The following table presents a reconciliation of the beginning and ending amounts of unrecognized tax benefits:
In millions20242023
Balance at January 1$588 $647 
Decreases for positions taken in prior years(133)(82)
Increases for positions taken in prior years131 28 
Increases for positions related to the current year47 41 
Settlements with taxing authorities(172)(45)
Lapsing of statutes of limitations — 
Balance at December 31(1)
$461 $588 
(1)Of this amount, $421 million and $319 million are included in Long-term income taxes for 2024 and 2023, respectively, and $40 million and $269 million are included in Income taxes for 2024 and 2023, respectively, on the Consolidated Balance Sheet.
The Company is currently under audit with the U.S. Internal Revenue Service (the "IRS") for tax years 2011 through 2012 and 2016 through 2021. As of December 31, 2024, the IRS examination for tax years 2011 and 2012 are awaiting final resolution with the IRS appeals team. Examination years 2016 through 2021 remain open as of the end of the period.
The Company is also under audit in multiple foreign tax jurisdictions, primarily related to transfer pricing, as well as multiple state tax jurisdictions. While the Company cannot estimate the impact to the effective tax rate, it is reasonably possible that the total amount of unrecognized tax benefits could decrease up to $45 million within the next 12 months. This would be due to the possible resolution of the aforementioned U.S. Federal, foreign and U.S. state tax audits and the expiration of the statute of limitations in multiple tax jurisdictions. With few exceptions, the Company is no longer subject to U.S. federal, state and local, or non-U.S. income tax examinations for years before 2009.
During 2024, the Company finalized and settled certain tax examinations and remeasured other income tax reserves based on audit progression.

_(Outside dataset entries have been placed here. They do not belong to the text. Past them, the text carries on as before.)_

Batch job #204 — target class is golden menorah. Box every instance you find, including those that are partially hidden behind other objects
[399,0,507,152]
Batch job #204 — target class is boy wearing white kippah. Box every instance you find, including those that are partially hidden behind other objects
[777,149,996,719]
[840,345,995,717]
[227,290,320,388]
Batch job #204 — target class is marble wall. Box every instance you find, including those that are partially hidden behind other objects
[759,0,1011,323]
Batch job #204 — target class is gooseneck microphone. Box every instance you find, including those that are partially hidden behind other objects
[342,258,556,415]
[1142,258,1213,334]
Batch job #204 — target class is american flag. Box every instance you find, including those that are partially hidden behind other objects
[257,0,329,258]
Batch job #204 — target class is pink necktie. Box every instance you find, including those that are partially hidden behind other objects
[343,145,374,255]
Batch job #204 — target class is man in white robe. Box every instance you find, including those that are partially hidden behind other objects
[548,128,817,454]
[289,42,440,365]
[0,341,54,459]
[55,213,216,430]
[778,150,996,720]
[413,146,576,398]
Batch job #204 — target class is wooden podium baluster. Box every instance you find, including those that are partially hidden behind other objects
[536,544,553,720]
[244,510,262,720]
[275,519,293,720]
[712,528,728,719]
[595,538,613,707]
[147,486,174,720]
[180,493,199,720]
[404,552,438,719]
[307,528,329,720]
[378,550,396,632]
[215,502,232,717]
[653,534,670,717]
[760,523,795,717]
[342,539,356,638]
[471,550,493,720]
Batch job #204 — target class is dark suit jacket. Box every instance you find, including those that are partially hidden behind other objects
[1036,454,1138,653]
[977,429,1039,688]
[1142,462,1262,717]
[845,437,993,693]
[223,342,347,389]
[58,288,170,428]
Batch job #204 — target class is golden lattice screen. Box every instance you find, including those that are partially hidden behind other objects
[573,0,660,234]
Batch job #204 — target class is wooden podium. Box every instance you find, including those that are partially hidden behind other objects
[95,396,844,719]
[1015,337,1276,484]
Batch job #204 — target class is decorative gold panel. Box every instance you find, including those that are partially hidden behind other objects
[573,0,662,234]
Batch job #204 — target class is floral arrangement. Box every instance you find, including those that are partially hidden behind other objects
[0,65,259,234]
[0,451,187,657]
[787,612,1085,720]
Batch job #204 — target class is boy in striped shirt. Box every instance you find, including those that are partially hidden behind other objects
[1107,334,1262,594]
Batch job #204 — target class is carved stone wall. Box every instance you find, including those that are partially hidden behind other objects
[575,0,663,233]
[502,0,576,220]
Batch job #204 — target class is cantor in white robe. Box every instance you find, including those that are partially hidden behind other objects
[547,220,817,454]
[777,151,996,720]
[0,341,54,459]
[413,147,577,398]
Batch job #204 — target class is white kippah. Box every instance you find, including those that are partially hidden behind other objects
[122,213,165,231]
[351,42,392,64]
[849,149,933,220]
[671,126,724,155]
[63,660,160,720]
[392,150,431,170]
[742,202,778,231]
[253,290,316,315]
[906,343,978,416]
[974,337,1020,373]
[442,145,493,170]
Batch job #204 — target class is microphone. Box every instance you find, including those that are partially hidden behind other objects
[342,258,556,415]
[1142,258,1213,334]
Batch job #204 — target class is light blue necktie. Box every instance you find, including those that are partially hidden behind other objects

It is reasonably possible that, as a result of audit progression in both the U.S. and foreign tax audits within the next 12 months, there may be new information that causes the Company to reassess the total amount of unrecognized tax benefits recorded. While the Company cannot estimate the impact that new information may have on the unrecognized tax benefit balance, it believes that the liabilities recorded are appropriate and adequate.
The Company accrued $17 million and $25 million for interest and penalties related to tax matters at December 31, 2024 and 2023, respectively. Costs recognized for interest and penalties related to tax matters in 2024 and 2023 were immaterial and $91 million in 2022. These amounts are included in the provision for income taxes.
As of December 31, 2024, the Company has accumulated undistributed earnings generated by its foreign subsidiaries, which were predominantly taxed in the U.S. as a result of the transition tax provisions enacted under the Tax Cuts and Jobs Act of 2017. Management does not assert that these previously-taxed unremitted earnings are indefinitely reinvested in operations outside the U.S. Accordingly, the Company has provided deferred taxes for the tax effects incremental to the transition tax. The Company has not provided for deferred taxes on outside basis differences in its investments in its foreign subsidiaries that are unrelated to these accumulated undistributed earnings, as these outside basis differences are indefinitely reinvested. A determination of the unrecognized deferred taxes related to these other components of the outside basis differences is not practicable.